Research: POSIX I/O EINTR + return-value audit (2026-05-30)¶
Companion to: ADR-0872 Scope: Every fork-added C/C++ translation unit under core/src/ and core/tools/ that calls any of read, write, close, fsync, fdatasync, select, pselect, nanosleep, sigtimedwait, accept, connect. Vendored sources (third_party/, iqa/, 3rdparty/cJSON, libsvm, pdjson) excluded except where the fork actively patches them.
Methodology¶
- Enumerate I/O call sites with
grep -rnE '\b(read|write|close|...)\s*\(' core/src core/toolsfiltered against the vendored allowlist. - For each hit classify into one of four severity bins:
- HIGH: silent data loss on EINTR (no retry) or partial write/read without a loop.

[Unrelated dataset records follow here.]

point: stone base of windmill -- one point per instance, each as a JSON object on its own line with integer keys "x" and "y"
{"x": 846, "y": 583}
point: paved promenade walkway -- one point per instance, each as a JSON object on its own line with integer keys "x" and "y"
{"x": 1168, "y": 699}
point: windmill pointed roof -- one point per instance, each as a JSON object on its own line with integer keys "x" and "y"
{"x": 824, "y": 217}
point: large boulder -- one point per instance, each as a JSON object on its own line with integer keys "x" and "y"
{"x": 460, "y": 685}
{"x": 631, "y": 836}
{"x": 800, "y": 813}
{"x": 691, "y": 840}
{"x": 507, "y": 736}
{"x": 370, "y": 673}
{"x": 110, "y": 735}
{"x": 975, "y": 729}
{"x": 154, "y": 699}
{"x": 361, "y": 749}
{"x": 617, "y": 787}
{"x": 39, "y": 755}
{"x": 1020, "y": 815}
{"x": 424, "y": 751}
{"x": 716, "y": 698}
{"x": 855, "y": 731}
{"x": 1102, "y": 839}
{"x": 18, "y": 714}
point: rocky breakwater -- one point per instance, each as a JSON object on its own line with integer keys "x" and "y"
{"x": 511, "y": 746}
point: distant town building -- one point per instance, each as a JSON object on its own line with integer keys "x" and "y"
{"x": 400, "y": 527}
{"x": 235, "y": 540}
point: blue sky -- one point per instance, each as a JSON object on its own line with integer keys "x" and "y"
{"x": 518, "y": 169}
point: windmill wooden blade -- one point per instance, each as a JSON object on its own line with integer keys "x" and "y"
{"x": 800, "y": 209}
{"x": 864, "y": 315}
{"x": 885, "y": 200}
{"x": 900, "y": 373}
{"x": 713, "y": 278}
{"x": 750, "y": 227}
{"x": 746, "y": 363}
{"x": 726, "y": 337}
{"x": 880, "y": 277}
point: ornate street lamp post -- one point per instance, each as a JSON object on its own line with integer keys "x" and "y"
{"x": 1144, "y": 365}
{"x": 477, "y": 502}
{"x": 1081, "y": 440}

- MEDIUM: return value discarded without explicit
(void)cast (Power-of-10 rule 7 violation). - LOW: error handled but at wrong severity / wrong sink.
- NONE: textbook retry + loop pattern already in place.
- Read the surrounding context (5-line window) to confirm the bin (e.g. a
close()inside a fail-cleanup branch is MEDIUM not HIGH).
Findings¶
| Bin | Count | Sites |
|---|---|---|
| HIGH | 0 | — primary I/O helpers (read_line, write_all_with_newline, sse_read_n, sse_write_all, read_exact) already retry on EINTR and loop partial r/w correctly |
| MEDIUM (EINTR-unsafe drain) | 2 | core/src/mcp/transport_stdio.c:150-156, core/src/mcp/transport_uds.c:134-139 — line-too-long drain loop did not retry on EINTR |
MEDIUM (discarded close(2) return) | 7 | core/src/libvmaf.c:2846, core/src/feature/cambi.c:739, core/src/sycl/dmabuf_import.cpp:323, core/src/sycl/dmabuf_import.cpp:350, core/tools/vmaf_vpl.c:117, core/tools/vmaf_vpl.c:136, core/tools/vmaf_vpl.c:145 |
| LOW | 0 | — |
| Deferred (vendored) | 1 | core/src/svm.cpp:2522 (libsvm port; left for future libsvm rebase) |
Fix shape¶
- Drain-loop EINTR: replace the combined
r <= 0test with three branches —r < 0 && errno == EINTR(continue),r < 0(break),r == 0 || c == '\n'(break). Pattern matches the primaryread_linehelper already in tree. close(2)casts: insert(void)prefix at the call site. No behavioural change — these are all cleanup or fail-path branches where the caller could not act on the return.
Validation¶
- Build:
meson setup build-eintr core -Denable_cuda=false -Denable_sycl=false→ninja -C build-eintrclean. - Fast tests:
meson test -C build-eintr --suite=fast --no-rebuild→ 49/49 OK including all MCP-transport unit tests.
Out of scope¶
- File-descriptor-leak audit (FDs leaked on error paths). Adjacent concern but orthogonal; tracked separately.
pthread_*return-value audit (rule 7 applies but is not POSIX-I/O).- The C library
fopen/fwritefamily — these setferror()internally and the fork's callers check viafflush/fclosereturn values, which the existing fast tests cover.